May 11, 2014

Socket.IO within concurrent processes

The following is going to show some pitfalls and their solution when working with NodeJs, Socket.IO and concurrent processes.

Basic setup

Socket connections

In order to use socket communication with NodeJS a basic server side code block might look this see online docs:

var io = require('socket.io').listen(80);
io.sockets.on('connection', function (socket) {
  socket.emit('news', { hello: 'world' });
});

This enables you to send some data through the socket connection to the client and with just a little more code it could even retrieve some data from the client. I left that part out to keep it simple.

Event emitters

The second component which I’ve to add in the mix is a simple EventEmitter. It’s build like this:

var emitter = new (require('events').EventEmitter);
 // listening to a given event:
emitter.on("news", function (data) { console.log(data); });
 // actually trigger the event:
emitter.emit("news", {my: data})

The emitter would be used to gather data from within the program and the listeners would trigger socket.emit(...) in case the event is relevant for the connected client. This way the program could be decoupled from the socket implementation and other listeners could use the same event data without additional event (a nice way to introduce logging).

Concurrent processes

Besides all the event logic, the application should run in a robust way and that’s typically done with the cluster module like this:

var cluster = require('cluster');
if (cluster.isMaster) {
    var cpuCount = require('os').cpus().length;
    for (var i = 0; i < cpuCount; i += 1) {
        cluster.fork();
    }
    cluster.on('exit', function(worker) {
        cluster.fork();
    });
} else {
    // Your actual code come here
}

That’s now the application entry point, it creates worker processes for the actual processing. In case a worker dies our application would keep running and a new worker process would come up.

Mixing the incredients

Throwing all this into the mix creates some problems. First of all, the worker processes use their own memory, so everything which is sent to the EventEmitter in one process can’t reach the others.

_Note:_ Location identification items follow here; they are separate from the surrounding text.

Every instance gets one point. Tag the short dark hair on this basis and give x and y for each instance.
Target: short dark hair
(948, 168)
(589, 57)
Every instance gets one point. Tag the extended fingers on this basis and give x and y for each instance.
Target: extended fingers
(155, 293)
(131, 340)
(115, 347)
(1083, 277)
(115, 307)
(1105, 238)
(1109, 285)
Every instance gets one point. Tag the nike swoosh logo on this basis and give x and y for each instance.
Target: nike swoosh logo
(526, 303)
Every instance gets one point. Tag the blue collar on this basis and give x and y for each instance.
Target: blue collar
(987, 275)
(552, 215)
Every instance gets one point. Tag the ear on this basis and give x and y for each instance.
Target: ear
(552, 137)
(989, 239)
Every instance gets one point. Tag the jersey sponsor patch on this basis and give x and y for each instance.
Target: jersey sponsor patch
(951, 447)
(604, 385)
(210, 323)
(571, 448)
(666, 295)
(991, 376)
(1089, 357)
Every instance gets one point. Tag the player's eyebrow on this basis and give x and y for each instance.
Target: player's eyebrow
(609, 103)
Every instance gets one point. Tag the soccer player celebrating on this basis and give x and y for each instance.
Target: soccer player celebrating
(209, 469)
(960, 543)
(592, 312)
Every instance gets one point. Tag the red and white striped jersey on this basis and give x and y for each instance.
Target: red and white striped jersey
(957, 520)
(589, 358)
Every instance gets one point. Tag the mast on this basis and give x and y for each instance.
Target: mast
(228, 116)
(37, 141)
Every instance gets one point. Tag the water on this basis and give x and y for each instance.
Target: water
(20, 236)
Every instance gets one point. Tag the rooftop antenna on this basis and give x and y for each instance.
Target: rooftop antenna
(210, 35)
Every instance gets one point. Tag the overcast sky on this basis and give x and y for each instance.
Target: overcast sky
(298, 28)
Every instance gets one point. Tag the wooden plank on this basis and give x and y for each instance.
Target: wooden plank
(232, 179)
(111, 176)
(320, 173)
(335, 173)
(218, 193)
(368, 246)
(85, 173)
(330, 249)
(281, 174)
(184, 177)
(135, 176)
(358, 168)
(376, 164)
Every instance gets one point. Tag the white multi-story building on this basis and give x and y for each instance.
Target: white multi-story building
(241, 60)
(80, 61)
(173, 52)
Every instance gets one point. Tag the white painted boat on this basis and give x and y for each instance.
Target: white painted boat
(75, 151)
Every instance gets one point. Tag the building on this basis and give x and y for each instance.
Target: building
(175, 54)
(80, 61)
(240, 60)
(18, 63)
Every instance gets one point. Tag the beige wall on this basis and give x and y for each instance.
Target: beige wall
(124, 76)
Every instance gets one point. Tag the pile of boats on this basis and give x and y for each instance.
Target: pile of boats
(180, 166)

The second problem occurs when Socket.IO is included in the concurrent setup. Due to the fact that the worker processes are assign randomly to the clients, your actual work (e.g. triggered by HTTP requests) might been done in one process, while your socket connection might be established to another process. If you’d use the basic setup from above, your events would then never reach the right clients and therefore you’d loose information.

Redis store helping out

The solution is to replace the in-memory store of Socket.IO with a Redis based store (see Adam N England for further details). This would look like this:

var RedisStore = require('socket.io/lib/stores/redis')
    , redis = require('socket.io/node_modules/redis')
    , pub = redis.createClient()
    , sub = redis.createClient()
    , client = redis.createClient();

var io = require('socket.io').listen(80);
io.set('store', new RedisStore({
    redis: redis, redisPub: pub, redisSub: sub, redisClient: client
}));
io.sockets.on('connection', function (socket) {
  socket.emit('news', { hello: 'world' });
});

With that, the native Redis Publisher/Subscriber functionality is used to implement the required interprocess communication and it makes sure all processes can react on the passed information.

EventEmitter replacement

In order to participate in that setup, all event based processes should then also start using the Redis functionality. Especially the events which are meant to “reach” out to the socket connection should be replaced with Redis calls then:

var redis = require('redis');

  // subscription replace the event listener
var sub = redisClient.createClient()
sub.subscribe("channelname");
sub.on("message", function (channel, msg) {
   console.log(msg)
})

  // publishing replaces the event emitter
var pub = redis.createClient();
pub.publish("channelname", JSON.stringify({ my: data}));

This introduces some latency into the system which might cause scaling problems with higher numbers of clients - but first of all it enables higher numbers of clients at all.

Final setup

The overall setup can be seen in the small demonstration app on Github. Within that application a simple HTTP frontend call would trigger the events, which then report back through Redis and the Socket.IO connection. That’s quite trivial but complex enough to play with it and to run some tests against it.

Btw. reviewing the demo app works best starting from the related test within spec/socket-spec.js.

Benchmarks

The NodeJS Redis client comes with some nice benchmarks already. They reach up to 40000 ops/sec for simple calls with 50 concurrent connections.

For NodeJS there are tons of benchmarks around already - especially the PayPal benchmark and the related debate, which show that Node can outperform Java significantly, should be mentioned. Along with that the Practical socket.io Benchmarking by Drew Harry is worth a lookup.

What’s left for me is the question how many concurrent socket connections this could withstand and how all this scales depending on the amount of messages. The assumption from existing benchmarks would be that every worker process should be able to bind ~2k socket connections with approx. 10k messages per second. But those are not closely related to the described setup and they leave room for further investigations.